If companies are considering applying for state funding loans, i.e., KfW entrepreneurial loans, it should be noted that no dividends may be distributed during the entire term of the KfW loan. An exception is to apply where a distribution is required by law. For stock corporations, there is a legal obligation to distribute dividends due to the provisions of Section 254(1) Stock Corporation Act, according to which at least the “guaranteed dividend” of 4% of the share capital must be distributed. The German Stock Corporation Act provides for an exception from the distribution obligation, however, particularly in the event that it is necessary to allocate the profit to reserves or carry it forward to new account in accordance with sound business judgement to ensure the company’s viability and resilience for a period of time that is foreseeable in terms of economic and financial necessities. Accordingly, this exception will probably always apply to those companies that are experiencing financial difficulties as a result of the COVID 19 pandemic and therefore apply for state funding loans. Referring to the “guaranteed dividend” of Section 254(1) Stock Corporation Act would therefore probably not be sufficient to avoid the contractual prohibition of dividend payments.
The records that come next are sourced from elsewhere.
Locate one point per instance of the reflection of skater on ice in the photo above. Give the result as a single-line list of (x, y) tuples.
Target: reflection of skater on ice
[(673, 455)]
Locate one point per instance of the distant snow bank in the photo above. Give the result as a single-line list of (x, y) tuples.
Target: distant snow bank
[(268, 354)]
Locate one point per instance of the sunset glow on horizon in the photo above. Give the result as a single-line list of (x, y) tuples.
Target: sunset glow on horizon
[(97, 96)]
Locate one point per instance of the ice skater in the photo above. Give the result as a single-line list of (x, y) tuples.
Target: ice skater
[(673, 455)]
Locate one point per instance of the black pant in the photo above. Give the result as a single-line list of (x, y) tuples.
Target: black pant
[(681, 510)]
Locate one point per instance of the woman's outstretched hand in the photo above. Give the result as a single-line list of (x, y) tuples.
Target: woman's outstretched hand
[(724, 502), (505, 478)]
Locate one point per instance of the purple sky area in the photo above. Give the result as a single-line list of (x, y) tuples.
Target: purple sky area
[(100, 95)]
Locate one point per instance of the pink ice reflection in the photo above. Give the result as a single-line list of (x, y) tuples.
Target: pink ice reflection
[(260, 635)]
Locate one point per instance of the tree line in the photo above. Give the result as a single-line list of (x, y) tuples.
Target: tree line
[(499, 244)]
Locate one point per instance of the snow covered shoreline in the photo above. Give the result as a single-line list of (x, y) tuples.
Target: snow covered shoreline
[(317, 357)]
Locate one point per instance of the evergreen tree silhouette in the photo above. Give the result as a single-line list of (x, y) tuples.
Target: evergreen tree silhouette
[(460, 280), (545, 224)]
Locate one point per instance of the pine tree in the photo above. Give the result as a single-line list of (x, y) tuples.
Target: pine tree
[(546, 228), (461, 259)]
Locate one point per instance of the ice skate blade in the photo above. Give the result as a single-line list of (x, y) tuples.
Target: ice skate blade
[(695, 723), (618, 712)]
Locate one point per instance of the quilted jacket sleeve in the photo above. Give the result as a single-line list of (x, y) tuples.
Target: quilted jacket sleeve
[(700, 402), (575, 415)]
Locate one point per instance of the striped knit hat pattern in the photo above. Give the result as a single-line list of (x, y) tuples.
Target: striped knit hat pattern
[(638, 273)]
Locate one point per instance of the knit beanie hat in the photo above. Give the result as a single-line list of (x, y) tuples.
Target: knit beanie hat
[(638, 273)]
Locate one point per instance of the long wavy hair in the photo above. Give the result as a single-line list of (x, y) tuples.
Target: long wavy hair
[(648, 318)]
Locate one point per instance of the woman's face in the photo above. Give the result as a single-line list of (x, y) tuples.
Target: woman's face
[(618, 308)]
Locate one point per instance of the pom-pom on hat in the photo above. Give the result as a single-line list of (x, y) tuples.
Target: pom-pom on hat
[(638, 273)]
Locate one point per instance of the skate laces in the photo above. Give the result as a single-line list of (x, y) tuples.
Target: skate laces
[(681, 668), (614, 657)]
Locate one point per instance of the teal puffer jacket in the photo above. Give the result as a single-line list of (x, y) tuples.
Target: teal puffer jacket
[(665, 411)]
It would be welcome if the legislator were to incorporate the regulations for modernizing the general meeting into the Stock Corporation Act on a permanent basis, even independently of the effects of the COVID-19 pandemic. In particular, the holding of purely virtual general meetings should be made permanent. It is likely that additional fine-tuning of the regulations will be necessary to find a balanced compromise between the interests of issuers in a practicable implementation of virtual general meetings and the participation interests of shareholders. All in all, the practical experience gained in the coming months will certainly help to shape the regulations appropriately.